Cryonics has been in use since the early 2000s for treating patients with traumatic injuries. Cryonics severely lowers the body temperatures and metabolism of patients, which allows patients to live longer and therefore give medical personnel a better chance of saving lives. Some have even chose cryonic freezing in favor of burials after death, hoping to be “thawed” in the future where they will be able to be revived.
However, torpor has not been used to the extent that NASA plans to for deep space missions. An expedition to Mars, for example, at its shortest would last 180 days, far in excess of the current periods torpor has been used for medical purposes. However, a Chinese medical study shows promising results that could be put to good use. According to space engineer John Bradford, “[there were] about 80 people that went through therapeutic hypothermia for all sorts of traumatic injuries. And those periods did range from three to up to 14 days.”
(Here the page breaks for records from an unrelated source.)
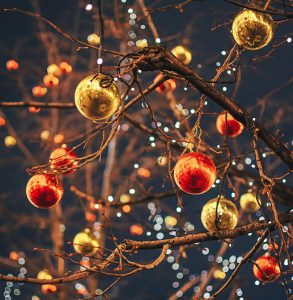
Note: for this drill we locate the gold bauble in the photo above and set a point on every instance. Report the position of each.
(182, 53)
(252, 30)
(85, 243)
(248, 202)
(227, 214)
(219, 274)
(93, 39)
(94, 101)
The patient who was under the influence for 14 days recovered at the same rate as the other patients, a time period that could easily be adapted to practical use. One example of longer 14-day torpor use in deep space might involve astronauts taking rotating shifts to reduce the cost of resources during a long mission.
This is good news for future astronauts, especially following the psychological results derived from the Russian Mars500 project. Mars500 was a simulated experiment, which sealed a team of astronauts inside a capsule roughly the size of one that might be used for a deep space mission.
The major takeaway is that long-term trips in deep space can have highly detrimental effects on astronauts, especially their sleeping patterns. Even used sparingly, cryonic stasis would cut down on these drawbacks and make manned space missions much easier and safer.